Author: Brit Bennette

Was shortlisted for the “Women’s Prize for Fiction in 2021, one of the greatest annual, international celebrations of women’s creativity– honours outstanding, ambitious, original fiction written in English by women from anywhere in the world. The prize recognises women in fiction, stories that are socially conscious, a book that change the world or your outlook of the world. Literary fiction. The 2020 Booker Prize Winner Bernadine Evaristo described this book as “utterly mesmerising… literary fair, surprises with its breath – taking plot twist, delights with its psychological insight, and challenges us to consider the corrupting consequences of racism in different communities and individual lives.

ISBN:  978 034 970 1479  

“She was always afraid that they might read her lie, somehow, on her naked body. Maybe against white sheets, her   skin would look darker, or maybe she would just feel different once he was inside of her, If nakedness would not reveal who you were, then what would?”

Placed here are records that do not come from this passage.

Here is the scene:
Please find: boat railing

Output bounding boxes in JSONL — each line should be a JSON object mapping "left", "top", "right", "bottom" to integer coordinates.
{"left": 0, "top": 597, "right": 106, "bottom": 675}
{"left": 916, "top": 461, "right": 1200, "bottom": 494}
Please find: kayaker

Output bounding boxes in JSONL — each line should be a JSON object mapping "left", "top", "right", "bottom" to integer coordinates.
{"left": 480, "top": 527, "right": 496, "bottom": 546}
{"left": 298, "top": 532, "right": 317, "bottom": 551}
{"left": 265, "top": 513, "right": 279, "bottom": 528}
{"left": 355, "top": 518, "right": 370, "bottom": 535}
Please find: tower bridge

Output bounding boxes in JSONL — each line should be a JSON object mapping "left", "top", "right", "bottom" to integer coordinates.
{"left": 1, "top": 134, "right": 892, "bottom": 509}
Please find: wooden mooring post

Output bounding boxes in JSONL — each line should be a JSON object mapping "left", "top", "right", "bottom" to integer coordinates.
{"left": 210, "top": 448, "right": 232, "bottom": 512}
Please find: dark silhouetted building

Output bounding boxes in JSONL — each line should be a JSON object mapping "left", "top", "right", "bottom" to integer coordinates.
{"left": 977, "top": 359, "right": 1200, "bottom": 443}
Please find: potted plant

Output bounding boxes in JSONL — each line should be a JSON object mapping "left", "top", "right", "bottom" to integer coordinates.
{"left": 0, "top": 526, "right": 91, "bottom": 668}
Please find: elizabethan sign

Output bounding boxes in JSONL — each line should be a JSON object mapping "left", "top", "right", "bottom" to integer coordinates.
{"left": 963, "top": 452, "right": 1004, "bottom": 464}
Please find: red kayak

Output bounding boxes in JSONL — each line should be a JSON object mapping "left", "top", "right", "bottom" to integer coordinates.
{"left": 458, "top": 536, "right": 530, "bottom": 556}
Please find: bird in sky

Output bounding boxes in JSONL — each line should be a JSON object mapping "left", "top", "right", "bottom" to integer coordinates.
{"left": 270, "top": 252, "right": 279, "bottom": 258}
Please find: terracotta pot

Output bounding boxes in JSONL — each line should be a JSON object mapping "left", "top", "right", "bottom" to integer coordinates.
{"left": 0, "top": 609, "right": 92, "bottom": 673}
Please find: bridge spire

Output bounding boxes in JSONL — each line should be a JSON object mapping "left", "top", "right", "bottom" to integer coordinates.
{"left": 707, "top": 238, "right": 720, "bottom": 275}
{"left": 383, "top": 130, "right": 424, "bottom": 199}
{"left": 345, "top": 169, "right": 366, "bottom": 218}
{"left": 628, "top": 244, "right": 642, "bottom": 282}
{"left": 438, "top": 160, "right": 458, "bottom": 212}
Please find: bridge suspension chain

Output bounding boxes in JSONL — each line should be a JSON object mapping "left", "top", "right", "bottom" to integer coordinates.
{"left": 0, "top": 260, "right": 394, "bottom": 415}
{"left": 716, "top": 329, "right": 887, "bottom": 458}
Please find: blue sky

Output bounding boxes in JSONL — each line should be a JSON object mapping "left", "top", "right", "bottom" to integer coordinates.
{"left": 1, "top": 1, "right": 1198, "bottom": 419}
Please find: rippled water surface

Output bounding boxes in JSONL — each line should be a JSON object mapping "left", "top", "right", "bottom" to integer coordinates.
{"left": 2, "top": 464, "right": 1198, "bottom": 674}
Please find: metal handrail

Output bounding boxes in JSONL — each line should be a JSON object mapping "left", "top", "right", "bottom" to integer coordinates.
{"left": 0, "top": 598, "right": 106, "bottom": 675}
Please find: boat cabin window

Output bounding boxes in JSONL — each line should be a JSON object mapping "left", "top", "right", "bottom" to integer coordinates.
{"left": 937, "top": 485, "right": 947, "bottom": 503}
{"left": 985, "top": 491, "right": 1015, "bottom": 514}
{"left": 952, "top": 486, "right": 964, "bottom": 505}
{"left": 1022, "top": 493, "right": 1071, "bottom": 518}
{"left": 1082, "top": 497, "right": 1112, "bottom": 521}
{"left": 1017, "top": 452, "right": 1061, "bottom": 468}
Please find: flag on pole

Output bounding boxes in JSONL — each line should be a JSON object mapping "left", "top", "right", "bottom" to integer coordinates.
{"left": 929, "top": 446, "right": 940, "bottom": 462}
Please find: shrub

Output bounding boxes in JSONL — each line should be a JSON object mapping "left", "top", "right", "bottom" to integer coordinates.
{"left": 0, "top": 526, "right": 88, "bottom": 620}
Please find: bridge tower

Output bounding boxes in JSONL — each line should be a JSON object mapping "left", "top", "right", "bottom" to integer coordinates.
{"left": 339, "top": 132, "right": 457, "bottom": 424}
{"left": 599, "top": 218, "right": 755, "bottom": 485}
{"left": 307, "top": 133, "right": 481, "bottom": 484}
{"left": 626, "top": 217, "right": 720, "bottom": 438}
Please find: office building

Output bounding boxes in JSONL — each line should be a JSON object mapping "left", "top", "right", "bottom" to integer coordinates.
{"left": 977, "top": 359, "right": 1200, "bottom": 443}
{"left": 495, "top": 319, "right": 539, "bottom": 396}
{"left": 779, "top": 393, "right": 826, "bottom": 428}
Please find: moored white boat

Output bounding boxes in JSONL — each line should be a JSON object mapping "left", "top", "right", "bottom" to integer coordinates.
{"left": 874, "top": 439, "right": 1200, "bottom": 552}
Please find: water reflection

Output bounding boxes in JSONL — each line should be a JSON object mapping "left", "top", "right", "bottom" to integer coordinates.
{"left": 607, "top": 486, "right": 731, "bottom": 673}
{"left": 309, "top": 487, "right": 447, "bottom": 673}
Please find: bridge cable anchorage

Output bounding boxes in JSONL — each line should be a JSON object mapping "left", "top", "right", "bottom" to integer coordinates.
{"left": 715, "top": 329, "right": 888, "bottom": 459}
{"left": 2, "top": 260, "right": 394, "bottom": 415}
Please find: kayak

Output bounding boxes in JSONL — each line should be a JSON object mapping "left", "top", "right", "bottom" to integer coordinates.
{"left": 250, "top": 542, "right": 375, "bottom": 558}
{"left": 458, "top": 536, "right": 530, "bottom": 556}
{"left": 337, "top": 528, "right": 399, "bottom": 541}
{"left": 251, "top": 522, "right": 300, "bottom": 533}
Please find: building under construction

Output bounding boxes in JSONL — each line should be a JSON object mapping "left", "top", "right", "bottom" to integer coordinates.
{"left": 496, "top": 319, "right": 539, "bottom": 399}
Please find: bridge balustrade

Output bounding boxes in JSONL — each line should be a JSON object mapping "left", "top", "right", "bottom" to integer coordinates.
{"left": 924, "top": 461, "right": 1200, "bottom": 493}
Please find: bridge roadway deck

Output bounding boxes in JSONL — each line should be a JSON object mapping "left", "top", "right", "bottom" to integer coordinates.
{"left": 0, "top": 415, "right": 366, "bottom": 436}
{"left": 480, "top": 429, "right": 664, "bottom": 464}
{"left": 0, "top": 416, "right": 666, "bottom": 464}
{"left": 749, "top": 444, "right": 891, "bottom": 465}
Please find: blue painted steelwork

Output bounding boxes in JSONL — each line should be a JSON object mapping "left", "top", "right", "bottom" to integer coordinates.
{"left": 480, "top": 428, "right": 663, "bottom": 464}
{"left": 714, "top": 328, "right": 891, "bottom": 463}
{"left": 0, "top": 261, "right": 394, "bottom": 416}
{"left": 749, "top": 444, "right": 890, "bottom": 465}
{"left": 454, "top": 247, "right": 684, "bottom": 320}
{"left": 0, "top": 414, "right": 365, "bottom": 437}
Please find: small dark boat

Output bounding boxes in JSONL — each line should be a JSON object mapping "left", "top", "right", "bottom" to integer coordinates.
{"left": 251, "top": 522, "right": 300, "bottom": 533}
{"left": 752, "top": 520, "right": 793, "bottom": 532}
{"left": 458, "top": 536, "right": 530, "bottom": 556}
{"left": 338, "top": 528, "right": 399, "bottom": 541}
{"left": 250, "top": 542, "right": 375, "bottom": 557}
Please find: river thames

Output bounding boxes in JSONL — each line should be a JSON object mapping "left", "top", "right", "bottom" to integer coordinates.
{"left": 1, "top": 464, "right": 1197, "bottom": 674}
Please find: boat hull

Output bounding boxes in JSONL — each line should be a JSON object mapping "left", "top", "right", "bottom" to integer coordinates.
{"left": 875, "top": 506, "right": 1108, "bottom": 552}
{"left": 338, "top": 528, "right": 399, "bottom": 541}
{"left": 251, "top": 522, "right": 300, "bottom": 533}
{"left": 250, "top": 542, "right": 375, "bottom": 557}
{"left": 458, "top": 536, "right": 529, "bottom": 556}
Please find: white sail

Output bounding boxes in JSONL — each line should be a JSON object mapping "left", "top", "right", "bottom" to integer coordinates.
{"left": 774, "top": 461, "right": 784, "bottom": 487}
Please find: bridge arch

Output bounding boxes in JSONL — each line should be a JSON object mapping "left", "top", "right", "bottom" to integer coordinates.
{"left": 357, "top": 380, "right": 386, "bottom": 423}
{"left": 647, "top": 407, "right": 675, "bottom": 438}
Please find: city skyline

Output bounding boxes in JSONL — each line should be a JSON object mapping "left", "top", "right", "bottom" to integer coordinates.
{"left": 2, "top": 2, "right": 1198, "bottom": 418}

I absolutely loved his book, it reminded of a book that I once read by Yaa Gyasi – “Homegoing,” a book about sisterhood, lineage from slavery, civil war until today- describes Black lives and different forms of violence placed on Black people. This Book  explores white passing, colourism, black-on-black violence, in terms of the narratives structure, Ms Bennette does this so beautifully, as she draws  you into the lives of Stella and Desiree  identical twins, light skinned, growing up together in a small Southern black community from the 1960’s – where colour mattered, a nigga was not seen as an equal, or a human being, until, at the age of sixteen, they ran away…

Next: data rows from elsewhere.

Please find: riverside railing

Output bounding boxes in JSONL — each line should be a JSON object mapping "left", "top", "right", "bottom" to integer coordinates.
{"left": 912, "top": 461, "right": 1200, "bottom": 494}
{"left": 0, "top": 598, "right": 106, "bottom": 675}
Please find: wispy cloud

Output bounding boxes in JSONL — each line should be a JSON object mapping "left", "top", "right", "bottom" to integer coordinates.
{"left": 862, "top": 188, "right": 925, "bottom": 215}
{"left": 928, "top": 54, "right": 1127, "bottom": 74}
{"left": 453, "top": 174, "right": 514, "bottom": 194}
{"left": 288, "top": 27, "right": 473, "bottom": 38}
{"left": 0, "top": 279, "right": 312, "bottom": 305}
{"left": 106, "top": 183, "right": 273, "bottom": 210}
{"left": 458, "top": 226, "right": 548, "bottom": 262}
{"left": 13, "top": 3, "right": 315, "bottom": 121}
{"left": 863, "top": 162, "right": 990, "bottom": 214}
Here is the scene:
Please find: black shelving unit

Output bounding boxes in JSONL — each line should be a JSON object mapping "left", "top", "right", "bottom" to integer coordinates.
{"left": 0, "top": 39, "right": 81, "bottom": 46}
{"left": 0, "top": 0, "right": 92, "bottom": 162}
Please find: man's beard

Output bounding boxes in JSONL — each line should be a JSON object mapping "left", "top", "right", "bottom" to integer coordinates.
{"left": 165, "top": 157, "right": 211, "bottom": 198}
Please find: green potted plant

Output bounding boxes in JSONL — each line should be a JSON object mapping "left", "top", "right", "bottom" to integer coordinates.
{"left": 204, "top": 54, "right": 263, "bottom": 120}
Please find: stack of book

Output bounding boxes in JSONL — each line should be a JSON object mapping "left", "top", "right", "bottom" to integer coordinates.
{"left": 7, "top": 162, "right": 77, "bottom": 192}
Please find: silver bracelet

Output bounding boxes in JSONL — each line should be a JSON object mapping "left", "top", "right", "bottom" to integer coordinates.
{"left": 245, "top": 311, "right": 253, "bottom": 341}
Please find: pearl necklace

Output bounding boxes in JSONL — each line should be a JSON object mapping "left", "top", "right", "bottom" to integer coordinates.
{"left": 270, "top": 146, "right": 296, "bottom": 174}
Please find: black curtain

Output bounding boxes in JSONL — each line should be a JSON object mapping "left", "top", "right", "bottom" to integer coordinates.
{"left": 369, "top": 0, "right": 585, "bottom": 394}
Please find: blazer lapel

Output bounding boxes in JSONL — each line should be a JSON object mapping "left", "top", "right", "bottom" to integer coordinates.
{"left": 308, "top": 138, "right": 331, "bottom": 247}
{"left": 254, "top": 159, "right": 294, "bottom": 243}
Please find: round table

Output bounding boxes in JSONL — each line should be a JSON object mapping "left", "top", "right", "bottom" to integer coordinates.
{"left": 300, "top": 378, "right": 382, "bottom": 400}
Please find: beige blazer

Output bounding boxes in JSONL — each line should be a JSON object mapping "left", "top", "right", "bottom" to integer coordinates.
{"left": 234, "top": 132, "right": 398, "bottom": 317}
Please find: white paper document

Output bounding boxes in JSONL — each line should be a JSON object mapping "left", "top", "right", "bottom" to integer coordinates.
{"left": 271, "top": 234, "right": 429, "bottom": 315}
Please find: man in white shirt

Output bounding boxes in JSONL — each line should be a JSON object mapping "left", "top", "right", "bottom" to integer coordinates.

Years later, everything about their lives is different: their families, communities, and racial identities, one sister lives with her Black daughter in the Southern town she once tried to escape. The other sister secretly passes as white, and her husband knows nothing of her past. Still, separated by distance away and with many lies, the fates of the twins remain intertwined. What will happen in the next generation? When their own daughters’ lives intersect?

Brit Bennett really had me at the fingertips with this story, at times I was so bewitched, and entertained, with strong characters and clear characterisation, some characters disappeared too soon. I wanted them to stay longer, like Early, his role in the narrative is crucial as he makes question morality and love. The book poses several questions on choosing oneself security. The sacrifice? How everything is a sacrifice, you get what you want in life. But it is never enough, how one can reimagine oneself at a cost family? The book is a socially conscious. It provokes feelings of agitations, hope, drive, passion, love, anger, black joy… and if you didn’t know whiteness is a currency till this day, you’ll come out having a better understanding of “white privilege,” a play on family, sisterhood, family denial. Really compelling introspective generational tale.